La misma idea animaba a John Hinckley, evidente desequilibrado que se obsesionó con la película «Taxi Driver», donde un veterano de Vietnam interpretado por Robert de Niro se enamora de una niña prostituta, Jodie Foster, y por salvarla hace una brutal limpieza en los bajos fondos neoyorquinos. Esa historia de ¿redención? inspiró la calenturienta mente de Hinckley, quien tras varios intentos infructuosos de contactar con Foster pensó en «merecerla» haciéndose tan famoso como ella. Así se le ocurrió atentar contra Ronald Reagan, un atentado frustrado pero que no dejó de tener gravísimas consecuencias. Entre ellas que el público estadounidense, escandalizado, pidiera derogar las eximentes por enfermedad mental que libraron a Hinckley de consumirse en la cárcel.
Más confusos son los motivos que había tenido el extremista palestino Sirhan Sirhan para matar en 1968 a Robert Kennedy: habló siempre de vagos agravios relacionados con Oriente Próximo, un pretexto que podría alegarse para atentar contra casi toda la clase política norteamericana. Y es que lo más desolador de estos atentados es que a veces ni sus mismos perpetradores saben explicar por qué los cometieron. ¿Eligió Sirhan Sirhan a Robert Kennedy porque de verdad le consideraba un peligroso agente internacional del sionismo, o porque se le puso a tiro? Aunque Jared Loughner ha dejado atrás varios escritos agresivos contra Gabrielle Giffords, ¿la eligió porque de verdad la odiaba, o porque vio que iba a dar un mítin cerca de su casa?
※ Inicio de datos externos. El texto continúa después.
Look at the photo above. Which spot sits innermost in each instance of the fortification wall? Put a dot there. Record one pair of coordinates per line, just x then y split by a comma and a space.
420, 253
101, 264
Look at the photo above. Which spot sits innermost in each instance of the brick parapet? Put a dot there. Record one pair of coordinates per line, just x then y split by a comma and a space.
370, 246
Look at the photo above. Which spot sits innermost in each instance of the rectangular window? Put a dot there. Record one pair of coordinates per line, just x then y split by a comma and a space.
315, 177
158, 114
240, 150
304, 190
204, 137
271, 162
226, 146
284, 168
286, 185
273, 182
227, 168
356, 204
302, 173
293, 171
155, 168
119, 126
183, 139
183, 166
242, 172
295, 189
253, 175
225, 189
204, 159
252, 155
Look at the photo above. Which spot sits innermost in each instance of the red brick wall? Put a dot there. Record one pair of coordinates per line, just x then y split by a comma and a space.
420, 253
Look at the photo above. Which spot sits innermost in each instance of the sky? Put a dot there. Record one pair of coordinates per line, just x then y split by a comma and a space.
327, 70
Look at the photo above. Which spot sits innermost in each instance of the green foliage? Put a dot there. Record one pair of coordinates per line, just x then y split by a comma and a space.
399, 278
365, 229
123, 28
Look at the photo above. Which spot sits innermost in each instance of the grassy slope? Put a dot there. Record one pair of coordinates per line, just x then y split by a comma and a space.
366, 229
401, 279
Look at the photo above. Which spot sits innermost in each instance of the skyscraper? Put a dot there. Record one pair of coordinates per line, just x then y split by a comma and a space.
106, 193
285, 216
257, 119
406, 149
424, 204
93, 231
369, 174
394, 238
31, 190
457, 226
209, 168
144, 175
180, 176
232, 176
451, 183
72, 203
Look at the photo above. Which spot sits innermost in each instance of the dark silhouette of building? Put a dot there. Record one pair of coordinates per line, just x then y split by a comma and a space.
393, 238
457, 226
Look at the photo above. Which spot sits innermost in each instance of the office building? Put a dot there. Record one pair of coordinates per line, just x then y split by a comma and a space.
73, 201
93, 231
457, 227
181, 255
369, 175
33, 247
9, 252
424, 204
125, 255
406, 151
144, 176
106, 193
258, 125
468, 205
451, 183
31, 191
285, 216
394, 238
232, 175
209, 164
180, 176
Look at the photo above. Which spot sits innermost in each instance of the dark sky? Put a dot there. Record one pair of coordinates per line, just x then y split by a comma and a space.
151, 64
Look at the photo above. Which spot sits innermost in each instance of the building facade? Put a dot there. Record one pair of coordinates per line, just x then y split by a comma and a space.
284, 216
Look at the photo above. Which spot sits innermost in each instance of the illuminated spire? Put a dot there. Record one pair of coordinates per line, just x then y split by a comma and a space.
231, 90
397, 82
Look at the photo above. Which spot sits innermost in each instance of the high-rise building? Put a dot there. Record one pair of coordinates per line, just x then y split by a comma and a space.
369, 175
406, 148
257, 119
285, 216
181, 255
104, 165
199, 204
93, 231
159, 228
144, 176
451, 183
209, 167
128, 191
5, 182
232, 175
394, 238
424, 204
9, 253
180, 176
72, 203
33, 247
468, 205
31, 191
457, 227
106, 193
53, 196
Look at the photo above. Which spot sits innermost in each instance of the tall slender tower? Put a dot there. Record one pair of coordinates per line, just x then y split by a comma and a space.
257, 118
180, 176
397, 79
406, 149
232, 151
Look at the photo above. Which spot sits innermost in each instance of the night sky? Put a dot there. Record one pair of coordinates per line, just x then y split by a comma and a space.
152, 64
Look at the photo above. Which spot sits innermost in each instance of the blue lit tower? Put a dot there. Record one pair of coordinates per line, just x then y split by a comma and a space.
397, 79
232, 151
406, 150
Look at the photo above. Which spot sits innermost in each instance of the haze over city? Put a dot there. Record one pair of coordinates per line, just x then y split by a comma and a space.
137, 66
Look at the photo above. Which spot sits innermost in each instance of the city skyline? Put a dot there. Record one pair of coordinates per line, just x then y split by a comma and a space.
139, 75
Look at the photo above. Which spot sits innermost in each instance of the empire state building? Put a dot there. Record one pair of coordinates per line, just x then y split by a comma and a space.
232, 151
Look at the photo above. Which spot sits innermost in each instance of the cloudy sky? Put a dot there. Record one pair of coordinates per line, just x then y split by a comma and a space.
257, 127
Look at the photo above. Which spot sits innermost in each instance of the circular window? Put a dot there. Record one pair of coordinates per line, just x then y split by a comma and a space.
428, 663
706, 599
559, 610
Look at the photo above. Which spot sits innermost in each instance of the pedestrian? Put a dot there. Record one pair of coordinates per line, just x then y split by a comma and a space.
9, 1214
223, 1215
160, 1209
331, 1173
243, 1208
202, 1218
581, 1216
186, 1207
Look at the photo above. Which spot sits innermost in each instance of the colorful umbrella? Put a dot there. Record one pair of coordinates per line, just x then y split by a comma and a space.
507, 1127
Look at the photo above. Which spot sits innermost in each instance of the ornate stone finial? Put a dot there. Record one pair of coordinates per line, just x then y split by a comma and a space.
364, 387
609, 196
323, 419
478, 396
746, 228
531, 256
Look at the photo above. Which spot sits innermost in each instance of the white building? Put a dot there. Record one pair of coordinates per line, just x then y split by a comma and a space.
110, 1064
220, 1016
Las sospechas de una desesperante banalidad han convivido con las mayores teorías de la conspiración incluso para tratar de explicar el magnicidio americano por excelencia, el asesinato en 1963 del presidente John Fitzgerald Kennedy en Dallas. El hecho de que su presunto asesino, Lee Harvey Oswald, fuera eliminado dos días después disparó las especulaciones de un gran complot secreto del que Oswald sería sólo el peón de salida. Los misterios que rodean a la muerte de Kennedy han sobrevivido a varias comisiones de investigación hasta el punto de que el museo creado en su honor en Dallas destina todavía hoy una sala diferente a cada posible teoría sobre el asesinato. Sin embargo, las últimas teorías, las más descorazonadoras, apuntan a que disparar contra Kennedy era insultantemente fácil para un exmarine (el presidente viajaba en coche descubierto, y su caravana pasaba muy cerca de una estructura habitada) y a que Oswald era simplemente un perturbado más, harto de que ni en Moscú ni en La Habana le hicieran caso. Entonces decidió llamar su atención haciendo algo gordo». Y fue y lo hizo.